Pasé el fin de semana leyendo a dos mujeres. Una es Patti Smith, que acaba de publicar Eramos unos niños, libro de memorias centrado en su relación con Robert Mapplethorpe que narra el ascenso de dos provincianos al estrellato en el ancho y feroz mundo del arte y la opulencia neoyorquinos. El documental Dream of Life, visto en el Bafici 2009, nos había hecho sospechar de la autora: es una especie de monumento que Smith se dedica en vida, donde necesita demostrar en cada plano cuán querida es por otra gente famosa. Si Eramos unos niños tuviera un índice onomástico, se parecería a una guía de celebridades.
Esta doble biografía cuenta cómo Smith y Mapplethrope –dos artistas dotados pero sin medios– pasaron hambre y privaciones hasta ser reconocidos tras encontrar la disciplina en la que lograron sobresalir: Mapplethorpe quería ser artista visual pero triunfó como fotógrafo mientras que Smith era poeta y dibujante antes de convertirse en estrella de rock’n roll. Curiosamente, aunque le declara su amor a Mapplethorpe en cada página, Smith no puede evitar que aflore la competencia. Describe a su amigo como un arribista social dispuesto a todo y hacia el final del libro le hace reconocer la derrota: “Patti –dijo arrastrando la voz–, te has hecho famosa antes que yo”. Más innecesaria es esta declaración revanchista: “No siento ninguna necesidad de justificarme por ser una de las pocas supervivientes. Habría preferido verlos triunfar a todos, que alcanzaran el éxito. Al final fui yo quien tenía uno de los caballos ganadores”.

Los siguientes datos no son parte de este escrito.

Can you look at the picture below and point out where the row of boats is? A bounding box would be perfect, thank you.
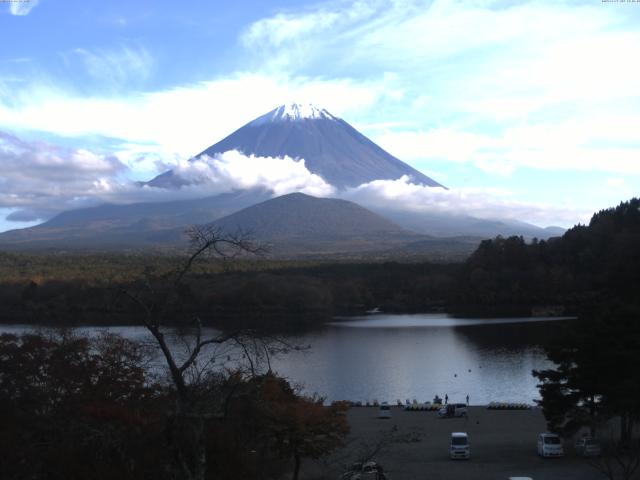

Patti Smith no escribe bien pero lo peor de su prosa son las frecuentes incursiones en la cursilería: “En Washington Square aún percibía los personajes de Henry James y la presencia del propio autor”. “Había dejado de nevar y parecería que la ciudad entera, en conmemoración de Andy, estuviera cubierta por un manto de nieve intacta, blanca y evanescente como sus cabellos.” Frente a tanta familiaridad con los próceres, la otra mujer se hace aun más interesante porque habla del mismo medio antes del rock, antes de Warhol, antes de que todo el mundo se diera cuenta de que el arte, la moda, la fama, el dinero y la jerarquía social eran miembros de la misma familia, antes de que los personajes de los libros pasaran más páginas vistiéndose que desvistiéndose, como ocurre en Eramos niños. En Personajes secundarios, Joyce Johnson se ocupa de sus propios veinte años, de su necesidad de huir de la familia y de un destino gris como parte de “los miles que estaban esperando a un profeta que los liberara de las prudentes vidas de clase media que habían sido educados para heredar”. Su profeta fue Jack Kerouac, con quien Johnson tuvo una breve relación sentimental constantemente amenazada por el alcohol, la suegra y la banda de amigotes que rodeaban al escritor, quienes no simpatizaban con las mujeres y las condenaban a un eterno segundo plano. Si Smith se adaptó a estas reglas misóginas explotando la androginia, su precursora Johnson contó lo que significaba ser una mujer con aspiraciones literarias en los años cincuenta. Lo hizo con gran encanto, con orgullosa modestia, con una escritura fluida y desde la lúcida perspectiva de que la vida de los artistas es un mito ajeno e impenetrable al que nunca se termina de acceder. Incluso Kerouac –al que Johnson retrata sin remilgos pero con gran ternura– sabía que la fama era un gran error y un monstruo inmanejable. Smith, en cambio, cree que la condición del artista es un bien inmueble que se compra con talento. Acaso la página más sincera de su libro es aquella en la que Mapplethorpe le pregunta desde el lecho de muerte si el arte no los ha engañado, hipótesis que ella rechaza de plano pero explica una insatisfacción que su fatigoso exhibicionismo no llega a compensar.